The new chief inspector of general practice will use his role to reform primary care and develop integrated services, and to call for additional funding where it is needed, he has told HSJ.
Steve Field, speaking on his first day in post at the Care Quality Commission, said he was taking on a far-reaching role which stretches beyond checking basic quality standards.
As well as inspecting GP surgeries he said he would consider the quality and development of services across clinical commissioning group areas, and drive integration.
He said he would be an advocate for patients and the profession and would use his position to drive reform of primary care.
Professor Field, who joins from NHS England, where he was deputy medical director, told HSJ he believed he would be able to lead change in primary care more effectively in his new role than his old.
Asked why, he said: “Because I think there’s a fundamental thing about standards with teeth for patients… Unless you know what standards you’re expecting it is very difficult then to move on [to change services].”
He said in future the CQC would inspect a sample of GP practices in each CCG’s area at the same time, and ahead of this would hold a CCG-wide listening event for patients and the public.
Professor Field said he would consider links and interactions between GP practices and other services in their area, and insisted this was not going outside the CQC’s remit.
He said: “I’m an independent regulator, the chief inspector of general practice. If I find in an area when we talk to the providers there has been an issue regarding competition [for example], I will make a statement on that if it impacts on patient care.
“This isn’t just about looking at the provider, the GP practice or the dentist or out of hours, this is about looking at the system.”
He said this could also mean the CQC “might have issues with NHS England”, which contracts primary care.
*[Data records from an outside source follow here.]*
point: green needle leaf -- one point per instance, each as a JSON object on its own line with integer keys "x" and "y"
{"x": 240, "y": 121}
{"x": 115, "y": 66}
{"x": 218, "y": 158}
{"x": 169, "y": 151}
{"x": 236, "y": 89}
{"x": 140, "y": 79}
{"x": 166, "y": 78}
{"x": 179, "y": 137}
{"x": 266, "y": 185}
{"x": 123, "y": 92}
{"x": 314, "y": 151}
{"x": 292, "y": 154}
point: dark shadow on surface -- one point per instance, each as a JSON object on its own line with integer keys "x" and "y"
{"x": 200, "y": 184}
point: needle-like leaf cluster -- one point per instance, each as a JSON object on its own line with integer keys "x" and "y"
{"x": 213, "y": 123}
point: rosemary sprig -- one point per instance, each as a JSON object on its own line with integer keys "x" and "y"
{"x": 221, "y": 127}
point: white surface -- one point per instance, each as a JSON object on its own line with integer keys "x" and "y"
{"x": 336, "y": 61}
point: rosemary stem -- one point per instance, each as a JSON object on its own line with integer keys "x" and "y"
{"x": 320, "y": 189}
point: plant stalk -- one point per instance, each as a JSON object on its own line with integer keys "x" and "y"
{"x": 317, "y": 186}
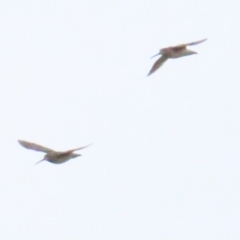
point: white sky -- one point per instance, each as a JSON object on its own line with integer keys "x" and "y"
{"x": 165, "y": 158}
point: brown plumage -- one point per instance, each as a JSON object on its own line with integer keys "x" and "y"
{"x": 173, "y": 52}
{"x": 51, "y": 155}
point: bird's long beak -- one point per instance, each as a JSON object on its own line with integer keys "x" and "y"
{"x": 155, "y": 55}
{"x": 40, "y": 161}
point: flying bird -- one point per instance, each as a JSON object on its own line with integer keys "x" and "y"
{"x": 173, "y": 52}
{"x": 51, "y": 155}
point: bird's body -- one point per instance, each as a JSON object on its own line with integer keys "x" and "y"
{"x": 173, "y": 52}
{"x": 51, "y": 155}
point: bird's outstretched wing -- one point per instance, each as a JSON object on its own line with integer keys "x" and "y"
{"x": 75, "y": 149}
{"x": 195, "y": 43}
{"x": 158, "y": 64}
{"x": 184, "y": 45}
{"x": 34, "y": 146}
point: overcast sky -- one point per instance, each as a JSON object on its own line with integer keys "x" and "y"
{"x": 165, "y": 158}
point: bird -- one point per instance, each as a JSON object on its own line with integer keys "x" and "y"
{"x": 173, "y": 52}
{"x": 51, "y": 155}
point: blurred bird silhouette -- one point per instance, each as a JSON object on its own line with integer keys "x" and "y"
{"x": 173, "y": 52}
{"x": 51, "y": 155}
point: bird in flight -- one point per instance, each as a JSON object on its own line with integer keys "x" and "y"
{"x": 51, "y": 155}
{"x": 173, "y": 52}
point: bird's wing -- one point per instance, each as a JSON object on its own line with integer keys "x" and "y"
{"x": 158, "y": 64}
{"x": 197, "y": 42}
{"x": 71, "y": 150}
{"x": 75, "y": 149}
{"x": 34, "y": 146}
{"x": 182, "y": 46}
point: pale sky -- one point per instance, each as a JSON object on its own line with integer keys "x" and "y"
{"x": 165, "y": 159}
He gave the example of practices which deliver care to homeless and gypsy populations, which cost more to run. “If [practices] haven’t got enough resource we’ll say so,” he said.
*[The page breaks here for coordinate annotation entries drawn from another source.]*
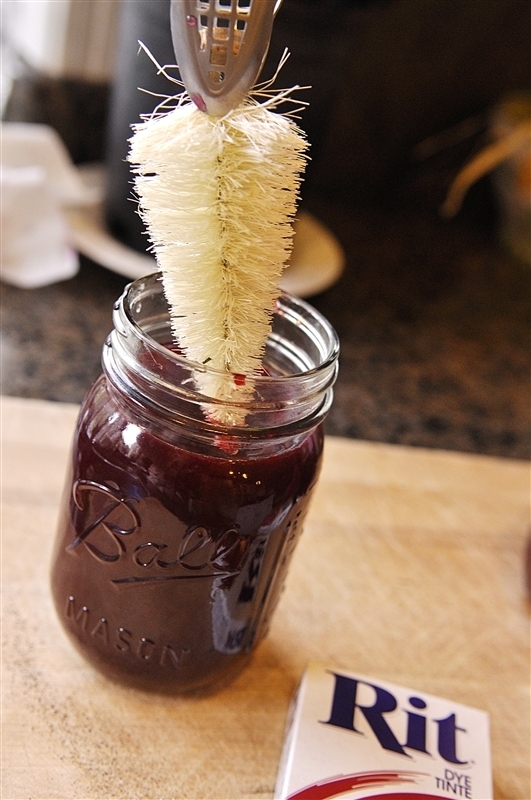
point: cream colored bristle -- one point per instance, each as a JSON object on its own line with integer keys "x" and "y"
{"x": 218, "y": 196}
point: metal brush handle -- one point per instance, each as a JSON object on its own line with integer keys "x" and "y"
{"x": 220, "y": 47}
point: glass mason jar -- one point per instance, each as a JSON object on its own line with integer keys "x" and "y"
{"x": 176, "y": 531}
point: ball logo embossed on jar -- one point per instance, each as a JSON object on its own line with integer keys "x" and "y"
{"x": 177, "y": 530}
{"x": 100, "y": 511}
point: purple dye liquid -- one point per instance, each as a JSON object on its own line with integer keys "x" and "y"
{"x": 169, "y": 563}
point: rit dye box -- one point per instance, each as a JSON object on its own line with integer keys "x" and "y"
{"x": 351, "y": 737}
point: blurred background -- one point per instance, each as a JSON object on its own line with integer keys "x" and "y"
{"x": 432, "y": 310}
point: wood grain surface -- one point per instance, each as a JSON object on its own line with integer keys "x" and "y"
{"x": 411, "y": 569}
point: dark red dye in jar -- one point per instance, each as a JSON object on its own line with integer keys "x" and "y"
{"x": 174, "y": 539}
{"x": 169, "y": 562}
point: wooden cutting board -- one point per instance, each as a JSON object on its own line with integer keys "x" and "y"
{"x": 411, "y": 569}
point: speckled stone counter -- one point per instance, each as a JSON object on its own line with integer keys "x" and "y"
{"x": 433, "y": 319}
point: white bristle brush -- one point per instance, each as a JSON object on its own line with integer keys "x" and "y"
{"x": 218, "y": 196}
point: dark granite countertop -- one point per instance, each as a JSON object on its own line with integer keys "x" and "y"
{"x": 433, "y": 319}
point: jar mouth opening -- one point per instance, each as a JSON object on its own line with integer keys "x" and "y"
{"x": 300, "y": 363}
{"x": 286, "y": 306}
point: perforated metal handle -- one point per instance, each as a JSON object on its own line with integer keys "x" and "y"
{"x": 220, "y": 47}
The CQC is in the process of developing specific standards for the regulation of general practice under its five domains of service requirements: That they are safe, effective, caring, responsive and well led.
Professor Field said his work would consider information including the number of a practice’s patients who are diagnosed with cancer in accident and emergency departments, access to primary care, and variations in clinical practice.
He added: “Increasingly, over a geographical area one would expect patients should be able to access a GP with their patient record. That might be [at] a very big practice, it might be [through] a federation of GPs. There are different ways of doing it, but that is what patients want.”
The CQC began inspecting general practice in April, targeting practices which reported they were not compliant when they registered with the regulator for the first time last year. Professor Field said that, of the 287 practices visited so far this year, about 10 per cent had “issues that needed addressing”.
Under a revised inspection model, which is due to be piloted in out of hours services early next year, inspections will be carried out by a team including a CQC inspector, a patient, a GP, a trainee GP, and another relevant professional, such as a nurse or a practice manager.
Over the two years from April 2014 the CQC will inspect and rate every general practice in England. The subsequent frequency of inspections will depend on their initial rating, with details yet to be decided.